Authorities reported the number of poliovirus cases in Pakistan Jan. 1-Nov. 24 as approximately 185 compared to roughly 100 cases reported over the same period in 2019. Officials identified 81 of the total cases as wild poliovirus (WPV); the remaining 104 cases are circulating vaccine-derived poliovirus (cVDPV). Polio eradication efforts in Pakistan resumed July 20 after a four-month suspension due to the coronavirus disease (COVID-19) pandemic. Khyber Pakhtunkhwa remains the most-affected area (64 cases) followed by Sindh (44 cases), Balochistan (25 cases), and Punjab (31 cases).

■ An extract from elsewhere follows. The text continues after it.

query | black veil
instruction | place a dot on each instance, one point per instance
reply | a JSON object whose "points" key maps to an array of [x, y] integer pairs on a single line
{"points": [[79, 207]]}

This report represents the most recent information as of Dec. 2.
Global polio eradication efforts were suspended due to the COVID-19 pandemic, but subsequently resumed July 20. Despite a significant improvement in the number of poliovirus cases over the past decade due to nationwide vaccination campaigns, this virus remains endemic to the Pakistan and Afghanistan regions. A surge in the number of cases was observed toward the end of 2019, continuing into 2020.
The increase in the amount of cVDPV cases is concerning. Cases of cVDPV are a rare result of widespread vaccination using oral polio vaccine (OPV), which contains a live, but weakened strain of poliovirus. When a child is immunized with OPV, the weakened vaccine-virus replicates in the intestine for a limited time, leading to the development of antibodies. In areas of inadequate sanitation, vaccine-virus excreted by these children can spread in the community, infecting susceptible individuals. To date, 83 cases of cVDPV have been reported in 2020, compared to a total of 22 cases for the whole of 2019.
Similarly, WPV has seen an increase to 80 cases in 2020 compared to 80 cases in 2019 over the same time period. Since WPV remains endemic to the region, human reservoirs are likely to increase as a result of the previously suspended vaccination campaigns. The risk of healthy individuals contracting polio from contaminated food or water remains negligible, but individuals with compromised immune systems or those suffering from long-term illness may be more susceptible.
Polio is highly infectious and can spread rapidly through contact with infected fecal material, such as in contaminated food and water. Infections are generally mild, but one in 200 cases leads to irreversible paralysis. Among those victims, 5-10 percent die when respiratory muscles become affected. The risk of paralysis increases with age. There is no specific treatment for polio
Visit a doctor to receive a precautionary polio booster before traveling to Pakistan, as even mildly symptomatic or asymptomatic people are infectious. Practice basic food and water precautions: drink only boiled, bottled, or purified water, and ensure that food is properly prepared and served hot.